I missed Lammas this year. Well, I didn’t miss it, but I meant to post something about it on August 1 or 2, and now I’m a bit late. So this shall be a remembrance of Lammas, which is also known as Lughnasa, or in our modern world “the August bank holiday” in nations that were once part of the British empire, like Australia and Canada.
But what Lammas was and could be again is a First Fruits Festival—a celebration of the time when the harvest really gets rolling. Lughnasa is its Irish name, which comes from the Celtic sun god, Lugh. Lammas is actually the Christian name of the festival, from “Loaf-Mass,” because loaves of bread were baked from the first grain gleaned from the fields around this time.

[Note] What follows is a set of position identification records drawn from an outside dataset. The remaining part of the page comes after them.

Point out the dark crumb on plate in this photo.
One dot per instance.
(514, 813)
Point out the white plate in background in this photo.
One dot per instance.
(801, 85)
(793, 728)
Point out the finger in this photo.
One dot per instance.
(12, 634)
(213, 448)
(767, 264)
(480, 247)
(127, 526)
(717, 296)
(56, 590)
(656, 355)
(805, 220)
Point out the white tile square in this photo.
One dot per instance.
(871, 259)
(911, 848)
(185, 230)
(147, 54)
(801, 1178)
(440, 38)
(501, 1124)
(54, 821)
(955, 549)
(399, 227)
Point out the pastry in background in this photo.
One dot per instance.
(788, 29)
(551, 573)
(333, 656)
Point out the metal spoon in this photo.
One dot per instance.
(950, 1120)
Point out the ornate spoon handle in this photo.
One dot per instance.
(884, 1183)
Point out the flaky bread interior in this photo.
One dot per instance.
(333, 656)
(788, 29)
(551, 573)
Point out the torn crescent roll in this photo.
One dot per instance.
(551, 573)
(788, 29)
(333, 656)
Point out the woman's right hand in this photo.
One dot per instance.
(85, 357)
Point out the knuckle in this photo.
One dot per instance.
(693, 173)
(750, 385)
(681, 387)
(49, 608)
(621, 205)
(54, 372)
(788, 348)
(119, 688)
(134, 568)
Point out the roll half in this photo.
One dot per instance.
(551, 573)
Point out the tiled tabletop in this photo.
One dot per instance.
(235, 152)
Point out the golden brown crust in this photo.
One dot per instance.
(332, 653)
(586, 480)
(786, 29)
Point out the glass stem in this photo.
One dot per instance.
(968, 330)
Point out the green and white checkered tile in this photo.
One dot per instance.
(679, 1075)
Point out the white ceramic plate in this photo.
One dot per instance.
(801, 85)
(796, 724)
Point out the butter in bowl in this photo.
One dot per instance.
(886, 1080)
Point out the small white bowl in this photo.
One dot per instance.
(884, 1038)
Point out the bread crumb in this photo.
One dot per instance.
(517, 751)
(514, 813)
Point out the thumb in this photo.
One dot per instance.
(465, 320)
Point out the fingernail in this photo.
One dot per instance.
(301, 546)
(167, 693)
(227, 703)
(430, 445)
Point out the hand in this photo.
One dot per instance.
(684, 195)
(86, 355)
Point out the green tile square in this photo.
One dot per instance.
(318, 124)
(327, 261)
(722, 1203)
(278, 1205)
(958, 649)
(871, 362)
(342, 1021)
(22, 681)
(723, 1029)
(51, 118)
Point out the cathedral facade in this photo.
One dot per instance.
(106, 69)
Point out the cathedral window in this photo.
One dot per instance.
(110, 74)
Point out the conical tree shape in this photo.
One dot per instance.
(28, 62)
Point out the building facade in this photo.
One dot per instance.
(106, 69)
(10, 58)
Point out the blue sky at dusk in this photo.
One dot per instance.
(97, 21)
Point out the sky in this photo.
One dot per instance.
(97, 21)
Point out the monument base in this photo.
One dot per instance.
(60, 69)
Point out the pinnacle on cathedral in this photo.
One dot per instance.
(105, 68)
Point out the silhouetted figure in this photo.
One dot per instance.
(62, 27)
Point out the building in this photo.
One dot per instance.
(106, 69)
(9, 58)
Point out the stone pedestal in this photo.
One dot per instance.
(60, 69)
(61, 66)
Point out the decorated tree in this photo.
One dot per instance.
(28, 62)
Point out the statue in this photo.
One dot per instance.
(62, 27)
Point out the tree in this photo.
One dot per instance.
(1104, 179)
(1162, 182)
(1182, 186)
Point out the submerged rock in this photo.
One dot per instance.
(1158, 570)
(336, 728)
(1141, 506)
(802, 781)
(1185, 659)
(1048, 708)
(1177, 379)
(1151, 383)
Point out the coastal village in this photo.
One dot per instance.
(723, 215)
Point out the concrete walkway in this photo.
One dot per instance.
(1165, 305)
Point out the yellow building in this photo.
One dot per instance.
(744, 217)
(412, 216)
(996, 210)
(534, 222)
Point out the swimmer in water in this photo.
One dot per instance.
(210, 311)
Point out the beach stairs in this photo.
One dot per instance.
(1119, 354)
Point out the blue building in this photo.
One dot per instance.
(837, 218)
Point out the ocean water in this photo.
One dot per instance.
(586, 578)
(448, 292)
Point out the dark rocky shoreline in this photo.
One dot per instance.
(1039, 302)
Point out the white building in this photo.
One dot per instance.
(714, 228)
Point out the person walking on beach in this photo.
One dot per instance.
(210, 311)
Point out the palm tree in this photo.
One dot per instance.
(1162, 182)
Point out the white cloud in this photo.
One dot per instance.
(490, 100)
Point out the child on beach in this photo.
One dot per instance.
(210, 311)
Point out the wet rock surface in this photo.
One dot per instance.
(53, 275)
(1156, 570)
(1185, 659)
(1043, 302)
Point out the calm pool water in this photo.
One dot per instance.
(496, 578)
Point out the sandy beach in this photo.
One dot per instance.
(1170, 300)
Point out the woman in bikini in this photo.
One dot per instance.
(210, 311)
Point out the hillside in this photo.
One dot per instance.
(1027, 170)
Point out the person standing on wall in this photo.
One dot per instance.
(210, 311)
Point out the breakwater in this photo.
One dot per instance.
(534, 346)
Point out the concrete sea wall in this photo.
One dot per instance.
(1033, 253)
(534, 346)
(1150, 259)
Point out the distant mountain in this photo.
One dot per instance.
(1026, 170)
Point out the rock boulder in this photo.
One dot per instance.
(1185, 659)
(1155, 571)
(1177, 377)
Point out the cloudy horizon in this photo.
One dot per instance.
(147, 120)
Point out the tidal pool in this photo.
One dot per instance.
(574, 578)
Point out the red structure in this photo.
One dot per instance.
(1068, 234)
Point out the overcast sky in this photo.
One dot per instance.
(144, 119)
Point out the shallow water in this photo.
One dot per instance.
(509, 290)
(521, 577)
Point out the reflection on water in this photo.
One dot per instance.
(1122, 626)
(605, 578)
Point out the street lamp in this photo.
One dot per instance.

In its pagan incarnation, it was a jolly Irish wake for Lugh, because the sun begins to get scarce again after the summer solstice. If you remember the old Traffic song “John Barleycorn Must Die,” there’s something of the same theme in it: the first of the grain is milled and baked into a loaf (or fermented and distilled into a cheering beverage). John Barleycorn dies so the people who depend on the grain can live through the winter.
So, it’s a holiday with some sad connotations, a time when we begin to say farewell to the warm growing season. But it’s not the end (that’s Samhain, or Hallowe’en, as we call it now) and there's still plenty of warmth and harvest left to come. In fact, it’s the perfect time to think about how to preserve all the goodness of summer fruits and vegetables for winter.
Let’s call it Lammas Week, time to start (if you haven't yet) pickling, canning, preserving, fermenting, blanching, freezing, and otherwise keeping John Barleycorn and his cousins, Tim Tomato and Gina Green Bean and Polly Pepper, all alive in our memories as well as in our freezers and pantries for many, many months to come.